As the pics show, you get two choices of face with Iron Will. One homages the original toy and its artwork, the other his appearance in Headmasters.
|'Because I have this lovely treat for you!'|
I'd like to thank Optimus Prime for demonstrating how easy a switch out it is between the two and this does feel a thoughtful inclusion *hears the grinding of teeth from Rebirth fans*. In all seriousness this is actually something that might put people off but it was clear with MTRM-01 that Maketoys were aiming to marry the G1 toy with the Toei anime and have done so again here with considerable aplomb.
Transformation is certainly less involved than with Cupola and definitely more intuitive. It's not a simple state of affairs though and I really dig the manner in which the legs transform by opening his thighs (wut?) and using sliders to condense them down into the tank treads. As this is a pre release sample I did not receive an instruction manual and got by fine without one, a first for me and big ticket 3rd Party items. A refreshingly accessible conversion and undoubtedly a repeatable one.
And with this being a Headmaster, of course you get a transforming head component too. Officially named Duros or Ros, unofficially this is.. oh, they don't actually name them in the Re:Master line.
John Doe is a neat little guy in his own right. Sharply detailed for his size, he features light piped eyes and some fairly decent articulation. He's also less cumbersome to pose than Cupola's bonceman, feeling like a revised and refined 2.0 version of the basic design.

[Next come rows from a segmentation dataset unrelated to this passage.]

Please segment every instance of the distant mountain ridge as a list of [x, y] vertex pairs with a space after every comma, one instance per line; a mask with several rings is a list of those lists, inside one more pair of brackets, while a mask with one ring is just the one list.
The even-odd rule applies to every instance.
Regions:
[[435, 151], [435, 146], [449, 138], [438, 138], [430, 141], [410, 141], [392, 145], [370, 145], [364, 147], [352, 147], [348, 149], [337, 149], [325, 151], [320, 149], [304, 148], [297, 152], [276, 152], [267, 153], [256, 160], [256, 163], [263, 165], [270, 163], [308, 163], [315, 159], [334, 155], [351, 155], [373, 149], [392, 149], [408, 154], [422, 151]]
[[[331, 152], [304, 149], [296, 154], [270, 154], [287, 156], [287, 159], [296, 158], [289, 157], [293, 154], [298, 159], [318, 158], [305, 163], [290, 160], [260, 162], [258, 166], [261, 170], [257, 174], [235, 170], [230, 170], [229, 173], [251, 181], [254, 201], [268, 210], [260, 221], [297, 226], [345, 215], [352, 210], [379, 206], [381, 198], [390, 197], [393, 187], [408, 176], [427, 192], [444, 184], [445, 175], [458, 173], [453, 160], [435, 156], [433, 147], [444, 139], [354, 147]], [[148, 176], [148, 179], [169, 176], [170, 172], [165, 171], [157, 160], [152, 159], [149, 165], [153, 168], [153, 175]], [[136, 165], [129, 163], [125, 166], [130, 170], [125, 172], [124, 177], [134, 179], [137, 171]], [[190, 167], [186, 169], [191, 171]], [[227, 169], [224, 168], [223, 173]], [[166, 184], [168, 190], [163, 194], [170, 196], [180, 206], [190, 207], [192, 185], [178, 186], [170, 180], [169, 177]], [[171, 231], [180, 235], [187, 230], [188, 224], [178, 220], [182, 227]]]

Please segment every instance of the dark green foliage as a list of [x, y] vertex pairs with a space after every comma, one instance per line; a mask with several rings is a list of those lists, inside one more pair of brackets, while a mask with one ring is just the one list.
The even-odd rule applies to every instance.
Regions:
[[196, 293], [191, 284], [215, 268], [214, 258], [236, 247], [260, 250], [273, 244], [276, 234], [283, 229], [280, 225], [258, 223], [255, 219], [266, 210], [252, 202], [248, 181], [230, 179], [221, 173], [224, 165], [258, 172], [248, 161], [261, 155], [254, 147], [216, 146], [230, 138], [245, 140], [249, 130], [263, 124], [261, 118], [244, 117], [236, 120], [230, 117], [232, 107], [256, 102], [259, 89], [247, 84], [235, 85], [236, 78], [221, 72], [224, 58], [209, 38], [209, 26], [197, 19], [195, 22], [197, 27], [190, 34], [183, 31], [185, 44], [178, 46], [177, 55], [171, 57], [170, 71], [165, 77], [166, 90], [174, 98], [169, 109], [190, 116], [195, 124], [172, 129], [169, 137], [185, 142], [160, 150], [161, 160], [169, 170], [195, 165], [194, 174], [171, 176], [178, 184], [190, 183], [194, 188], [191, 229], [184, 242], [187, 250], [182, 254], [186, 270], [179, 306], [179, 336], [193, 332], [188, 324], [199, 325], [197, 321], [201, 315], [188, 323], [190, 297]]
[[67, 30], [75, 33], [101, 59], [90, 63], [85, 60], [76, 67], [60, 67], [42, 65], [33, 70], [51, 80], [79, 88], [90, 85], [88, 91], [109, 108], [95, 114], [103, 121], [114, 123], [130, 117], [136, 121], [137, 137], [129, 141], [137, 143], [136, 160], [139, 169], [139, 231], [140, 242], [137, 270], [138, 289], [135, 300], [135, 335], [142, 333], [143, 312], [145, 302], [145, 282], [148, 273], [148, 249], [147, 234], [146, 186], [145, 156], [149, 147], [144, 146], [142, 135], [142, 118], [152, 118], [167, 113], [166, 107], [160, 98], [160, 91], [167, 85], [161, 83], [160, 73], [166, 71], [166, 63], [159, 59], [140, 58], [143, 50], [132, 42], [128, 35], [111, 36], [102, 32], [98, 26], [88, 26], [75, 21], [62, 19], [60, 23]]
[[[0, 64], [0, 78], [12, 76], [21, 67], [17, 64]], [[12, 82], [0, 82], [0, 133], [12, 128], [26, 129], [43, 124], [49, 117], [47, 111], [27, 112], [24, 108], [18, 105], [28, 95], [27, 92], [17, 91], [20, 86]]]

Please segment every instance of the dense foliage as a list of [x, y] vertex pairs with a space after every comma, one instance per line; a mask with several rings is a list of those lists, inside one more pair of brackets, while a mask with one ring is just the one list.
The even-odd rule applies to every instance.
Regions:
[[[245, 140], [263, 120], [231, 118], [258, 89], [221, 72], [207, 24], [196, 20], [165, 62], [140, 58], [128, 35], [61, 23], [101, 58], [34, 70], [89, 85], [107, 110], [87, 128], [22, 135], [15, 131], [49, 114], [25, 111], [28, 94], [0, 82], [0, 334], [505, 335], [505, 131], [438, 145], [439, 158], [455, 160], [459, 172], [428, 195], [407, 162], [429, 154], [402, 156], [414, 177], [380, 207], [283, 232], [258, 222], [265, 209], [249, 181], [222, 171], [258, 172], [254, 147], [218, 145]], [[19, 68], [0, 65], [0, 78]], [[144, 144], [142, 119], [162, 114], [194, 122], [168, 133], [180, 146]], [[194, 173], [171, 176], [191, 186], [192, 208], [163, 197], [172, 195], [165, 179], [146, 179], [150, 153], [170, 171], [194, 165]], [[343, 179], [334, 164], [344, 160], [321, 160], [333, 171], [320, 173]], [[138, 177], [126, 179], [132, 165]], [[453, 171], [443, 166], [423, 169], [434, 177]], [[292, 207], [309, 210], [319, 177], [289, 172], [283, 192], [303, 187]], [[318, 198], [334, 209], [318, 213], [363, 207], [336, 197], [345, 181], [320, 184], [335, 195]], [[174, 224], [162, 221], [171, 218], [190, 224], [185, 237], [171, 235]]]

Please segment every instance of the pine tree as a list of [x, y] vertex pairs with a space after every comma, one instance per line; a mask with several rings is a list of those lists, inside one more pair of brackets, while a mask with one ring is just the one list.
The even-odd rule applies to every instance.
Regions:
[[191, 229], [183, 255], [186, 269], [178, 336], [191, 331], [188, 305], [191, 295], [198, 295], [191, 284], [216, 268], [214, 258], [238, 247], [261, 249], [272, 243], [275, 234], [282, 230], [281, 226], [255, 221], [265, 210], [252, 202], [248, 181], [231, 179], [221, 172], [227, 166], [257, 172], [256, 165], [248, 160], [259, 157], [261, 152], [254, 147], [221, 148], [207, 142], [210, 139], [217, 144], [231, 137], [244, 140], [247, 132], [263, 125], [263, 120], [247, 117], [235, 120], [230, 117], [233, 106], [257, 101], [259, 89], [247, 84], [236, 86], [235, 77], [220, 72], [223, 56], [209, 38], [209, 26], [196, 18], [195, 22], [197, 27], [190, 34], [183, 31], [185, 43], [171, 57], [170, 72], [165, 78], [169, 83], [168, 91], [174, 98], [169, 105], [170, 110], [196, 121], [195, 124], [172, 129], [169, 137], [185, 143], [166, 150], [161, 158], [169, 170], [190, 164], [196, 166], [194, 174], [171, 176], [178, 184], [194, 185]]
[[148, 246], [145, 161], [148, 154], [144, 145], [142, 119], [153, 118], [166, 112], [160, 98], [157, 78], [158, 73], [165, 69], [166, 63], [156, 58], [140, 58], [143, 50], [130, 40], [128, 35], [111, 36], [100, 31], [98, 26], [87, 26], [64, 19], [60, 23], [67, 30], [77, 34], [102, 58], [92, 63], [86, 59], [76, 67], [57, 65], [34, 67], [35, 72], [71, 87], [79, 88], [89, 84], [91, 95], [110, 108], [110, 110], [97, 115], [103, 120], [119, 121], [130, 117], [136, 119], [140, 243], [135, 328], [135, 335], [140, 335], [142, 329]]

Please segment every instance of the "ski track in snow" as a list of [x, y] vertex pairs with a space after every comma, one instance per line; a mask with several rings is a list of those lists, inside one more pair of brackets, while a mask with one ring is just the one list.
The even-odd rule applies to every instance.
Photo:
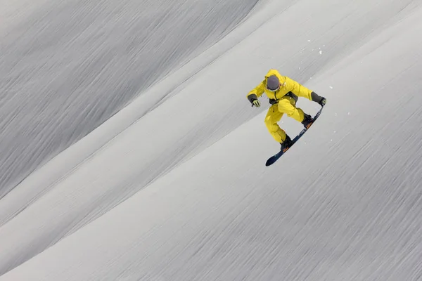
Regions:
[[[30, 128], [31, 114], [41, 111], [45, 115], [39, 127], [42, 138], [50, 129], [61, 136], [44, 138], [44, 146], [25, 135], [1, 144], [23, 157], [2, 162], [4, 175], [11, 177], [3, 176], [5, 184], [57, 156], [0, 200], [0, 280], [421, 280], [421, 5], [411, 0], [255, 2], [241, 8], [233, 4], [238, 10], [231, 13], [225, 6], [231, 4], [223, 1], [212, 8], [178, 2], [180, 6], [165, 10], [173, 21], [154, 29], [155, 36], [167, 39], [171, 22], [181, 22], [174, 27], [174, 38], [186, 36], [184, 26], [195, 27], [198, 33], [192, 38], [209, 38], [208, 43], [196, 39], [180, 48], [163, 46], [161, 51], [170, 54], [167, 60], [174, 60], [161, 67], [153, 64], [160, 55], [146, 60], [150, 65], [142, 71], [150, 76], [151, 86], [134, 87], [132, 94], [120, 97], [122, 103], [112, 103], [113, 109], [104, 117], [143, 91], [139, 98], [101, 126], [93, 122], [68, 143], [62, 143], [68, 136], [54, 122], [69, 116], [54, 108], [54, 101], [40, 102], [45, 108], [34, 113], [25, 111], [37, 106], [33, 103], [39, 96], [23, 102], [27, 96], [23, 93], [37, 83], [46, 87], [46, 80], [27, 82], [23, 77], [26, 72], [34, 72], [32, 77], [42, 72], [13, 63], [13, 56], [0, 57], [0, 63], [14, 65], [11, 73], [3, 70], [2, 98], [8, 103], [0, 107], [6, 118], [2, 133], [15, 138], [15, 132], [7, 133], [8, 126], [15, 125], [5, 120], [15, 119]], [[25, 1], [16, 3], [18, 7]], [[110, 13], [122, 8], [132, 15], [127, 18], [139, 20], [139, 7], [155, 11], [166, 4], [103, 1], [75, 8], [70, 2], [39, 3], [44, 6], [34, 10], [37, 13], [22, 13], [21, 18], [28, 17], [23, 23], [4, 17], [14, 25], [13, 30], [21, 30], [27, 38], [0, 30], [9, 40], [2, 49], [17, 48], [25, 54], [41, 44], [19, 29], [39, 22], [39, 15], [49, 15], [45, 20], [58, 24], [67, 16], [88, 20], [69, 26], [86, 30], [89, 25], [86, 38], [96, 36], [98, 44], [101, 34], [117, 32], [104, 26], [102, 15], [119, 19], [119, 13]], [[186, 11], [194, 9], [204, 13], [203, 22], [186, 18]], [[13, 13], [11, 7], [7, 13]], [[210, 22], [221, 19], [226, 25], [212, 30]], [[154, 16], [143, 20], [156, 27]], [[124, 21], [122, 27], [132, 25]], [[63, 37], [57, 27], [50, 28], [46, 38]], [[136, 41], [140, 35], [133, 36]], [[106, 38], [100, 50], [124, 53], [128, 48], [127, 40]], [[269, 39], [271, 44], [266, 42]], [[43, 57], [50, 53], [46, 51], [32, 55], [44, 58], [46, 64], [58, 63], [72, 58], [74, 50], [63, 49], [70, 47], [68, 42], [44, 41], [56, 56]], [[84, 48], [95, 45], [80, 43]], [[186, 48], [192, 55], [183, 53]], [[138, 55], [148, 58], [153, 50], [153, 44], [144, 46]], [[79, 59], [72, 69], [83, 75], [87, 58]], [[110, 65], [113, 60], [106, 55], [101, 61]], [[84, 77], [89, 91], [107, 89], [98, 101], [100, 107], [117, 98], [116, 89], [110, 85], [122, 75], [140, 74], [141, 65], [120, 60], [119, 74], [103, 69], [110, 72]], [[267, 103], [263, 98], [264, 106], [251, 109], [245, 95], [269, 68], [305, 84], [328, 103], [294, 149], [267, 168], [267, 158], [279, 146], [264, 125]], [[77, 79], [59, 79], [63, 73], [51, 73], [57, 87], [68, 93], [80, 86]], [[50, 90], [46, 87], [44, 93]], [[75, 105], [67, 115], [93, 107], [82, 96], [63, 94]], [[13, 104], [18, 105], [15, 111]], [[298, 106], [312, 114], [317, 110], [303, 99]], [[74, 129], [82, 132], [86, 125], [78, 123]], [[292, 136], [300, 129], [286, 117], [283, 128]], [[61, 146], [55, 146], [58, 143]], [[41, 156], [33, 160], [32, 155], [15, 150], [14, 145], [23, 144], [27, 149], [38, 147]], [[58, 154], [60, 148], [68, 148]]]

The Headmaster can be placed inside the cockpit to pilot this ground hugging, no prisoners taking, shatter blasting beast of a machine. The cockpit can rotate but its range of motion is fairly limited so it helps that the primary cannon has almost free reign of movement.
I love this tank mode. Like the robot form it does a great job of rolling back the years while bringing the Headmasters hurtling forward into the Masterpiece dominated present.
Iron Will is a very, very good toy. There remain the issues brought up earlier surrounding the elbows and knees but personally speaking there's too much going the right way with this one for these to be a deal breaker. This figure is visually sublime, well articulated and has a transformation that quickly becomes second nature.
Now, the $1,000,000 question: Is he as good as Cupola? As great as that guy is and as much as I rate him, I will also be the first to admit that the transformation could put people off enjoying the toy. That's just not a problem here.
When you have them side by side, Iron Will feels very much a companion piece to his predecessor, one that does some things better while fumbling others and it's hard to deny how good they look together.
Is he as good? Probably not. That's hardly a criticism though. Catching lightning in a bottle once is hard enough and just because it didn't quite happen again does not stop Iron Will from being a damn fine addition to the Re:Master line and your current best (and it's gonna be hard to beat) option for a Hardhead by a country mile.